Remove Duplicate lines without sort

Sparc
September 1, 2008 at 06:13:45
Specs: Solaris 5.8, 2GB

Hi all,
I get files which sometimes have unsorted unordered repeated lines (Note:I cannot sort/order those).How do I remove those duplicate lines without sorting/reordering lines??Sample file is(Note A20080108509 and A20080610338 are repeated):-
bash-2.03# cat list
Application No Work Order No Work Order Date Status Application Date
A20071208001 W20071207183 2007-12-20 WaitCompliance 2007-12-19
A20080610338 W20080609491 2008-06-25 WaitCompliance 2008-06-20
A20080108509 W20080107667 2008-01-29 WaitCompliance 2008-01-25
A20080208788 W20080207935 2008-02-20 WaitCompliance 2008-02-20
A20080610339 W20080609492 2008-06-25 WaitCompliance 2008-06-20
A20080309161 W20080308289 2008-03-27 WaitCompliance 2008-03-27
A20080108509 W20080107667 2008-01-29 WaitCompliance 2008-01-25
A20080108481 W20080508890 2008-05-26 WaitCompliance 2008-01-23
A20080108507 W20080508930 2008-05-26 WaitCompliance 2008-01-25
A20080309162 W20080308290 2008-03-27 WaitCompliance 2008-03-27
A20080108509 W20080107667 2008-01-29 WaitCompliance 2008-01-25
A20080710613 W20080709660 2008-07-08 WaitCompliance 2008-07-08
A20080610338 W20080609491 2008-06-25 WaitCompliance 2008-06-20
I know i can do:-
#cat list|sort -u OR
#cat list|sort|uniq -u [OR -d],but case is that I cannot change the order.Any solutions???

See More: Remove Duplicate lines without sort

Report •


#1
September 3, 2008 at 11:00:22

One way is to assign each line to a variable skipping any line previously assigned.
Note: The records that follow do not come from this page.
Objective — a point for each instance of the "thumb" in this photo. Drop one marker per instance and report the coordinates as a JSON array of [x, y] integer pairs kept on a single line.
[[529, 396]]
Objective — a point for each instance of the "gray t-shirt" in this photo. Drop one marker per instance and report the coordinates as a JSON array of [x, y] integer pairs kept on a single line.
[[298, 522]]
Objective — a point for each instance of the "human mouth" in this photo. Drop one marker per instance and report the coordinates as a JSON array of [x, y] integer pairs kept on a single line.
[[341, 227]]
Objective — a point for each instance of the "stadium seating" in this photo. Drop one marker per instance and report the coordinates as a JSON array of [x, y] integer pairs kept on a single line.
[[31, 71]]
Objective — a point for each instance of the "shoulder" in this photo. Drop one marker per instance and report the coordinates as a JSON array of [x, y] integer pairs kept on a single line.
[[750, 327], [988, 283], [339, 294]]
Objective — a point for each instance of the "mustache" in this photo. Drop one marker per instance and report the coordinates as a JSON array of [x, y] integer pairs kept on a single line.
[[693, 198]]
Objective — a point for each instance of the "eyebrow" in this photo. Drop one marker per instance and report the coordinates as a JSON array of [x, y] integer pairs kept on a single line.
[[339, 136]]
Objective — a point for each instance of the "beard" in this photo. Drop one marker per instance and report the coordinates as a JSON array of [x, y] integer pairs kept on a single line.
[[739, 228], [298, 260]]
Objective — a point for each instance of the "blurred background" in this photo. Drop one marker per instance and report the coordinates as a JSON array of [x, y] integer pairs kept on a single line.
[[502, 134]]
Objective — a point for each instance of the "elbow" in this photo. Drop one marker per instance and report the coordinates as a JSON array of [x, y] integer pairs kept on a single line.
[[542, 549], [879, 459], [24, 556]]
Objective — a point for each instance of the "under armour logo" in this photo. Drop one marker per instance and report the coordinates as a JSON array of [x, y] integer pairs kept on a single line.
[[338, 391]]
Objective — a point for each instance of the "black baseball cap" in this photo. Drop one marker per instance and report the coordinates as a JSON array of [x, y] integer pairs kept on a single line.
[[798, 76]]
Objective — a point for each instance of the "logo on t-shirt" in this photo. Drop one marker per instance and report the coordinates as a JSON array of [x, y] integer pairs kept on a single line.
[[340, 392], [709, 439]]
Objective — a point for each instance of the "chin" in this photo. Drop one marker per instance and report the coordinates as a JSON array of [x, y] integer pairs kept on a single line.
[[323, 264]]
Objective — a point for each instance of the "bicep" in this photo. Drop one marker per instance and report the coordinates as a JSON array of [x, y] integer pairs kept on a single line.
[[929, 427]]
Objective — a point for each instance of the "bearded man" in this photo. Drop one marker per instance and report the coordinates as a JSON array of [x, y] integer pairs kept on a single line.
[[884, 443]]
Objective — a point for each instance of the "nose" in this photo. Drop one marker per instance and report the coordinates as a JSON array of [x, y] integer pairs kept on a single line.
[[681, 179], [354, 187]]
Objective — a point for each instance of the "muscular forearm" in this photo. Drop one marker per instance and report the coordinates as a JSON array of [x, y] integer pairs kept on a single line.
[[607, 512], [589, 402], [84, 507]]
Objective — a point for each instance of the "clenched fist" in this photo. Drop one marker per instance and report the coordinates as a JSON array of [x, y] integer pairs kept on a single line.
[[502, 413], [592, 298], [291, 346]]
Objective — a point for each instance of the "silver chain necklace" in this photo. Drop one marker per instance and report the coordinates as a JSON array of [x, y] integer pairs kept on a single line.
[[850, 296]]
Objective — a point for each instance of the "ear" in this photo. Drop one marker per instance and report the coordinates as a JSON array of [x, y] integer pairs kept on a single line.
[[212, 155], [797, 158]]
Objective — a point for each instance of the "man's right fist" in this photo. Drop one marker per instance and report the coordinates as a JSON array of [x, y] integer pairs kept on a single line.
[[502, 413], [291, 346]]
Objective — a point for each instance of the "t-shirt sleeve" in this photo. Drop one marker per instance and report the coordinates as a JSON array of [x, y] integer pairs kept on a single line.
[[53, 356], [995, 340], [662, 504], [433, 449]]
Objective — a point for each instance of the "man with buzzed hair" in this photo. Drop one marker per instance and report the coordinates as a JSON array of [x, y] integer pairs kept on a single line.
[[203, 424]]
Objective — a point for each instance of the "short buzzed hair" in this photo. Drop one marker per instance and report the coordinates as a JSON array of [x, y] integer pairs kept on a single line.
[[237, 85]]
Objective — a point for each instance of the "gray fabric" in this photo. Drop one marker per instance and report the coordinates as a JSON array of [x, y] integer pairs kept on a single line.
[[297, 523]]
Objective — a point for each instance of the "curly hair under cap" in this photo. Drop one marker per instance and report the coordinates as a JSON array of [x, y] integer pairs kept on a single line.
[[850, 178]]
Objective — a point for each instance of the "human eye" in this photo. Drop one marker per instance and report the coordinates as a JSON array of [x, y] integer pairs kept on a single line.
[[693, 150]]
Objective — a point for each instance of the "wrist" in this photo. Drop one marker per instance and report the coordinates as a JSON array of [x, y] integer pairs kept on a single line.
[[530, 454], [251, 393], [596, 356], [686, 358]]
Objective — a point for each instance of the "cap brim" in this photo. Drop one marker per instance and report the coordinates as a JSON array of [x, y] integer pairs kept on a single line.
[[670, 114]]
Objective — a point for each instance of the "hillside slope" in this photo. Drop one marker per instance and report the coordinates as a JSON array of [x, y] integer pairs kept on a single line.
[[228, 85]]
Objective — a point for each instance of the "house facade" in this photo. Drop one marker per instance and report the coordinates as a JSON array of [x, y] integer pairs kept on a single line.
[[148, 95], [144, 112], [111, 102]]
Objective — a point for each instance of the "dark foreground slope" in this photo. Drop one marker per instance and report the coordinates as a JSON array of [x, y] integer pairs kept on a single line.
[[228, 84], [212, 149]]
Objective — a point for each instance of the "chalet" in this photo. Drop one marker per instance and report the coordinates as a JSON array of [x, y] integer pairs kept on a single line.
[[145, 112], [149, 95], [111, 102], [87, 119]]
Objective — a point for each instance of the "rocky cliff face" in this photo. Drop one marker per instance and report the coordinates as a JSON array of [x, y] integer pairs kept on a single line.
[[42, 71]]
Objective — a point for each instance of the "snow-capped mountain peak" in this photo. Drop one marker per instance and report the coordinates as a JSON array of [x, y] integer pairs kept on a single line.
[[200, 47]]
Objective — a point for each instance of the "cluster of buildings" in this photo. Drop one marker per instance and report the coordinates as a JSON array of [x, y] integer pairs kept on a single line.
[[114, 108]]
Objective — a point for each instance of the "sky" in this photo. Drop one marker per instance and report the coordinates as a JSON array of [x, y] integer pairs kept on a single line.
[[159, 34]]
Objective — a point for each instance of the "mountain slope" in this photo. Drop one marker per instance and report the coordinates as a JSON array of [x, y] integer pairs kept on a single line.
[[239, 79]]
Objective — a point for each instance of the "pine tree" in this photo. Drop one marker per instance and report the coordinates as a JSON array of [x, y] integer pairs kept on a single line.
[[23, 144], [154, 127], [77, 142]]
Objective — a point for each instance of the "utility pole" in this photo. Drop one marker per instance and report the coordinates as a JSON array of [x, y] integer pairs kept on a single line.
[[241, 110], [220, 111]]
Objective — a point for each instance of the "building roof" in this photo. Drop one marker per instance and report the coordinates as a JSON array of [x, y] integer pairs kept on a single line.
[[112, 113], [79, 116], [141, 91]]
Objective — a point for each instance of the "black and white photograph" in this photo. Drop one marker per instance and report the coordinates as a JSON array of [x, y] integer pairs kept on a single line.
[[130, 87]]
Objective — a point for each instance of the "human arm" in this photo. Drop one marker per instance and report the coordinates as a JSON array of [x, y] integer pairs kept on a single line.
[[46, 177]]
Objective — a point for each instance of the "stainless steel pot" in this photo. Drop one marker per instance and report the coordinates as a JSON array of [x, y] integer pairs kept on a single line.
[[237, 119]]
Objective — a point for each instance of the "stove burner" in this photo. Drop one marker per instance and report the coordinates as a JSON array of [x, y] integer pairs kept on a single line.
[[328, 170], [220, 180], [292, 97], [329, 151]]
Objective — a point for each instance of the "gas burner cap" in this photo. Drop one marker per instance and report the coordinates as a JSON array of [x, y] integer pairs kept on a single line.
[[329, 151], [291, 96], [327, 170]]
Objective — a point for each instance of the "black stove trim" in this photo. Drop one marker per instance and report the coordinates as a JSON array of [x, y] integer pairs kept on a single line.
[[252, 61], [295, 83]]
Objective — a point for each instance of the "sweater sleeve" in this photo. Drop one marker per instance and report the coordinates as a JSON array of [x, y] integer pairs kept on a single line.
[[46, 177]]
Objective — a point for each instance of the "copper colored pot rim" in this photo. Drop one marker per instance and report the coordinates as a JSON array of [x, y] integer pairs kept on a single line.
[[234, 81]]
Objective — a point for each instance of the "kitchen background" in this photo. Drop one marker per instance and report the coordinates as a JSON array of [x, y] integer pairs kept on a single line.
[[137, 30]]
I think it will be very inefficient for a large file:


#!/bin/ksh

cnt=0
while read line
do
# set the variable contents
((cnt+=1))
eval a${cnt}="\$line"

if [[ $cnt -eq 1 ]]
then
continue
fi

i=0
((snum=cnt-1))
v2=$(eval echo \"\$a$cnt\")
while (($i < $snum))
do
((i+=1))
v1=$(eval echo \"\$a${i}\")

# skip the line if it's equal to another
if [[ "$v1" = "$v2" ]]
then
((cnt-=1))
fi
done
done < thefile.txt

# display the variables a1, a2,...a10
x=1
while (($x <= $cnt))
do
eval echo \"\$a${x}\"
((x+=1))
done



Report •

#2
September 4, 2008 at 00:03:57

Hi Nails,
As always you have been very quick to respond.
Thanx a ton for the solution.

Great Going Mate

Sujan Banerjee


Report •

#3
September 4, 2008 at 02:09:48

Hi Nail,
I am a novice in Shell Scripting,so I tried to write this one-liner.
Original File is:-
bash-2.03# cat list
Application No Work Order No Work Order Date Status Application Date
A20071208001 W20071207183 2007-12-20 WaitCompliance 2007-12-19
A20080610338 W20080609491 2008-06-25 WaitCompliance 2008-06-20
A20080108509 W20080107667 2008-01-29 WaitCompliance 2008-01-25
A20080208788 W20080207935 2008-02-20 WaitCompliance 2008-02-20
A20080610339 W20080609492 2008-06-25 WaitCompliance 2008-06-20
A20080309161 W20080308289 2008-03-27 WaitCompliance 2008-03-27
A20080108509 W20080107667 2008-01-29 WaitCompliance 2008-01-25
A20080108481 W20080508890 2008-05-26 WaitCompliance 2008-01-23
A20080108507 W20080508930 2008-05-26 WaitCompliance 2008-01-25
A20080309162 W20080308290 2008-03-27 WaitCompliance 2008-03-27
A20080108509 W20080107667 2008-01-29 WaitCompliance 2008-01-25
A20080710613 W20080709660 2008-07-08 WaitCompliance 2008-07-08
A20080610338 W20080609491 2008-06-25 WaitCompliance 2008-06-20

bash-2.03# sed '=' list|sed 'N;s/\n/ /g'|tr -s ' '|sort -t" " -k2,2|uniq -f 2|sort -n|cut -d" " -f2- |sed 'w list'
Application No Work Order No Work Order Date Status Application Date
A20071208001 W20071207183 2007-12-20 WaitCompliance 2007-12-19
A20080208788 W20080207935 2008-02-20 WaitCompliance 2008-02-20
A20080610339 W20080609492 2008-06-25 WaitCompliance 2008-06-20
A20080309161 W20080308289 2008-03-27 WaitCompliance 2008-03-27
A20080108481 W20080508890 2008-05-26 WaitCompliance 2008-01-23
A20080108507 W20080508930 2008-05-26 WaitCompliance 2008-01-25
A20080309162 W20080308290 2008-03-27 WaitCompliance 2008-03-27
A20080108509 W20080107667 2008-01-29 WaitCompliance 2008-01-25
A20080710613 W20080709660 2008-07-08 WaitCompliance 2008-07-08
A20080610338 W20080609491 2008-06-25 WaitCompliance 2008-06-20

It first asigns line-number to each Line(to eensure Order can be kept the same),Sorts by Second Field(so that uniq can remove

duplication in next step),then again sort numerically by line number,cut from second field onwards,and write into same file

with sed.
ONLY CATCH IS THAT I HAD TO USE "tr -s ' '" WHICH REMOVES SUCCESSIVE SPACES.
Any Idea on how to use "uniq -f 2" when field separator is not space ,but any other character like (say) @, ~,etc.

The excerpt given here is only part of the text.